毕竟,父亲无论有多爱那个叫尹泠玉的女人,也只埋在心底,而那么多年,也只有那么一个人而已。
如此狭小的心房,如此唯一的心念。
也像母亲,也像周叔,像世间每一个,有情的人。
“大小姐。”不知什么时候,丁九也跟了进来,不声不响地走到了智悦的身边。“盛森的老板林立芳亲自来了。”附耳一句。
“哦,纯汝我先过去给林老板打个招呼。”
“我去看看汤心璇是怎么在自己家迷路的这么久还没回来!”
江智悦带着丁九便朝正与汤学鹤夫妇聊天的林立芳走过去。
“哟那不是上海最著名交际花,百丽宫的习苑荷嘛!”
“是呀,她怎么会来汤家的喜宴?”
“难不成和汤学鸿有关系?”
“汤学鸿花心大少处处留情,谁知道呢。”
“不一定哎,我可是听说习苑荷与汤家姑爷宋家译关系暧昧呢。”
“这样风月场的女人,谁说的清楚,恐怕连自己都不清楚吧。”
习苑荷的出现,成了一道风景,夺人眼球,屏人呼吸,仿佛连空气都在她身上静止,只为一睹芳容。
湖绿色的旗袍没有繁复的绢花朵朵,则是青色的祥云飞鸟的图案,一气呵成的静谧带有婉转的独特感,黑色的狐狸皮袄裹在肩上,在她妖冶的卷发下更显艳色逼人,生生叫周围的佳丽失了颜色。

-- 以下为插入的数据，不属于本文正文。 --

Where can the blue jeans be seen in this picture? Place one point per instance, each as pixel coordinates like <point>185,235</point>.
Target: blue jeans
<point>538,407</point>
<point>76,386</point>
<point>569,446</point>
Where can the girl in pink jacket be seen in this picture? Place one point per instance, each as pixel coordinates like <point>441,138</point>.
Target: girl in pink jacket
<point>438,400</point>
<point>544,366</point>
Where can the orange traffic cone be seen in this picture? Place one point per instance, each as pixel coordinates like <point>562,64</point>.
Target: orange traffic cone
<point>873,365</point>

乌黑的盘发仅带着一个银制的蝴蝶夹子,倒略显素净了,只不过衬托的一头乌云,美不可言。旗袍高高的开衩,欲说还休地露出玉腿,让女人嫉妒,男人遐想,这不就是一个交际场上的女人,最高的成就吗?
看起来,像一棵妖冶成精的柳树,青色佳人,一世倾城。
“我是怎么跟你说的!她怎么来了!”看到习苑荷出现最紧张的人,要数汤心玥,她着急且生气,只顾掐着她丈夫宋家译的胳膊不松手,痛的男人紧皱眉头。
“我怎么知道!又不是我约她来的!”不得在大庭广众之下反抗,只得小声却咬牙切齿地反驳着怒不可遏的妻子。